Correlating Fitness to Specific Cognitive Functions in Aging

An interesting study here correlates physical fitness to a specific measure of cognitive function and age-related change in brain activity in older individuals. There are numerous mechanisms that might link degree of fitness to the pace of change and neurodegeneration in aging, such as the structural integrity of blood vessels in the brain, which in turn connects to blood pressure, degree to which stiffening occurs in blood vessel walls, and so forth:

A new study shows, for the first time, the direct relationship between brain activity, brain function and physical fitness in a group of older Japanese men. They found that the fitter men performed better mentally than the less fit men, by using parts of their brains in the same way as in their youth. With tasks involving the temporary storage and manipulation of memory, long term memories and inhibitory control, young adults favor the right side of the prefrontal cortex (PFC), while older adults engage both the right and left PFC. In fact, with aging, we tend to use both sides of the PFC during mental tasks, rather than just one. This phenomenon has been coined HAROLD (hemispheric asymmetry reduction in older adults) and reflects the reorganisation of the brain as compensation for reduced brain capacity and efficiency due to age-related structural and physiological decline.

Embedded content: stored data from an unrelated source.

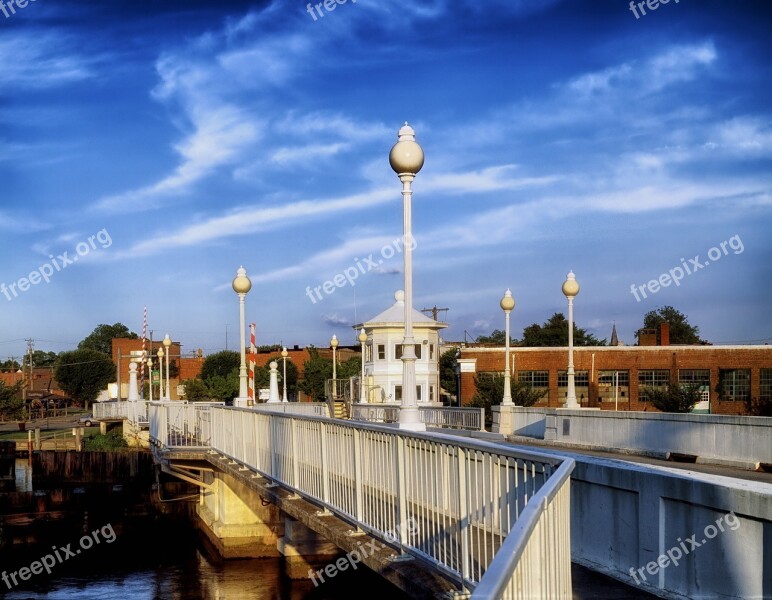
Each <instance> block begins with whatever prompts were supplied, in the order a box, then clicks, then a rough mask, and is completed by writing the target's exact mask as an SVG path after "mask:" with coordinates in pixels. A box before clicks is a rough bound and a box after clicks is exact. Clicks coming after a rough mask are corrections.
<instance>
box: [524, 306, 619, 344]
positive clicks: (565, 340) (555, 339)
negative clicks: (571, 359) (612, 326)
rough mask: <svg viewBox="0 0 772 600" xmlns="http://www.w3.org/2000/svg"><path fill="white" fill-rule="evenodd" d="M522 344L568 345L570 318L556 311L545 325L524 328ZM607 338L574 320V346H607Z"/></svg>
mask: <svg viewBox="0 0 772 600" xmlns="http://www.w3.org/2000/svg"><path fill="white" fill-rule="evenodd" d="M520 345H522V346H539V347H555V346H568V320H567V319H566V317H565V315H564V314H563V313H555V314H554V315H552V316H551V317H550V318H549V319H548V320H547V321H546V322H545V323H544V324H543V325H538V324H536V323H534V324H532V325H529V326H528V327H526V328H525V329H523V340H522V342H521V343H520ZM605 345H606V340H599V339H598V338H596V337H595V336H594V335H592V334H591V333H588V332H587V331H586V330H584V329H582V328H580V327H577V326H576V322H574V346H605Z"/></svg>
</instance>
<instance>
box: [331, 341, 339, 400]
mask: <svg viewBox="0 0 772 600" xmlns="http://www.w3.org/2000/svg"><path fill="white" fill-rule="evenodd" d="M330 347H331V348H332V399H333V400H335V398H336V397H337V395H338V393H337V392H338V382H337V381H335V380H336V379H337V377H338V363H337V361H336V360H335V349H336V348H337V347H338V336H337V335H335V334H334V333H333V334H332V339H331V340H330Z"/></svg>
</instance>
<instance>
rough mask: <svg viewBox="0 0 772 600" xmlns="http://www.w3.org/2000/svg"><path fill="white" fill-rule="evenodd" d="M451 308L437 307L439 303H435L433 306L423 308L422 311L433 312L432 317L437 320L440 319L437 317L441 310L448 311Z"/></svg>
mask: <svg viewBox="0 0 772 600" xmlns="http://www.w3.org/2000/svg"><path fill="white" fill-rule="evenodd" d="M449 310H450V309H449V308H437V305H436V304H435V305H434V307H433V308H422V309H421V312H422V313H424V314H426V313H431V315H432V319H434V320H435V321H438V320H439V319H438V318H437V316H438V314H439V313H440V312H445V313H447V312H448V311H449Z"/></svg>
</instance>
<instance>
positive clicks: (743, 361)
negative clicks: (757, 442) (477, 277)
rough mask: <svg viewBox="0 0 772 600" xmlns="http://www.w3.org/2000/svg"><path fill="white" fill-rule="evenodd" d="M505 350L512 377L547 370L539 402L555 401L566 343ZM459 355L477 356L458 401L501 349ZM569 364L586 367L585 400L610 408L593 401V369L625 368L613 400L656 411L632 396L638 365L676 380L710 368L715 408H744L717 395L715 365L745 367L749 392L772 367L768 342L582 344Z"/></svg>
mask: <svg viewBox="0 0 772 600" xmlns="http://www.w3.org/2000/svg"><path fill="white" fill-rule="evenodd" d="M510 353H511V354H512V355H513V356H514V361H515V366H514V372H513V377H514V376H515V375H516V372H517V371H531V370H534V371H544V370H548V371H549V384H550V387H549V399H548V401H547V402H545V403H543V405H545V406H550V407H558V406H561V404H562V402H563V400H562V399H561V400H559V399H558V386H557V383H558V371H559V370H561V371H562V370H566V367H567V364H568V349H567V348H515V349H511V350H510ZM593 354H594V355H595V368H594V376H593V372H592V368H593V360H592V357H593ZM461 358H475V359H477V363H476V369H475V370H476V373H462V374H461V394H462V396H461V397H462V401H463V403H464V404H468V403H469V402H470V401H471V400H472V398H473V397H474V394H475V391H476V386H475V382H474V378H475V375H476V374H477V373H485V372H499V373H503V372H504V349H503V348H495V349H492V348H487V349H483V348H462V349H461ZM574 368H575V370H577V371H590V379H591V380H590V390H589V395H590V398H589V405H590V406H595V407H598V406H600V407H601V408H603V409H609V408H610V409H612V410H613V408H614V406H613V403H608V402H603V403H599V402H598V386H597V377H598V371H605V370H626V371H628V373H629V378H630V390H629V391H630V393H629V397H627V398H625V400H624V401H620V402H619V409H620V410H650V411H656V409H655V408H654V407H653V406H651V403H646V402H638V371H639V370H644V369H668V370H669V371H670V377H671V381H673V382H676V381H677V379H678V370H679V369H710V398H711V411H712V412H714V413H719V414H744V412H745V406H744V403H743V402H722V401H720V400H719V399H718V394H717V392H716V391H715V389H716V386H717V385H718V378H719V369H750V370H751V397H758V396H759V394H760V384H759V370H760V369H762V368H772V346H732V347H727V346H725V347H721V346H649V347H638V346H622V347H618V348H617V347H615V348H609V347H596V348H587V347H582V348H575V349H574ZM620 400H621V399H620ZM609 404H611V406H609Z"/></svg>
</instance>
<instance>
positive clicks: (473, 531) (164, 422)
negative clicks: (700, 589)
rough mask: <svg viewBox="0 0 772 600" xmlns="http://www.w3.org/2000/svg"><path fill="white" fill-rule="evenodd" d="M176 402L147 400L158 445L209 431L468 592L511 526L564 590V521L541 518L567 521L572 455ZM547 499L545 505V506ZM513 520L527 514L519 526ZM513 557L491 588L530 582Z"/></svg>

60 older men (aged 64-75 years) underwent an exercise test to measure their aerobic fitness. The men, whose physical fitness was found to vary widely, then performed a test to measure their selective attention, executive function and reaction time. This well-known color-word matching Stroop test involved showing the men words meaning color, such as blue, green, red, but asking them to name the color of the letters rather than read the word itself. When the color of the letters does not match the word - blue, red, green - it takes the brain longer to react. This reaction time is used as a measurement of brain function. Activity in the PFC region of the mens' brains was measured throughout the test.

As predicted for older adults, during the Stroop test both sides of the PFC are active, with no difference between right and left, verifying the HAROLD phenomenon amongst this group of men. Previous studies have shown that young adults favour the left side of the PFC for this task. Analysis of the relationship between brain activity and Stroop reaction time revealed that those men that favored the left side of the PFC while performing the Stroop test had faster reaction times. This indicates that older adults who use the more youth-like, task-related side of the brain perform better in this test. Next, the association between aerobic fitness and Stroop reaction time was analysed. Fitter men had shorter reaction times. Based on these findings, the researchers correctly predicted that higher aerobic fitness would be associated with higher left-PFC activity. In other words, fitter men tend to use the more youth-like side of their brains, at least while performing the Stroop test. "One possible explanation suggested by the research is that the volume and integrity of the white matter in the part of brain that links the two sides declines with age. There is some evidence to support the theory that fitter adults are able to better maintain this white matter than less fit adults, but further study is needed to confirm this theory."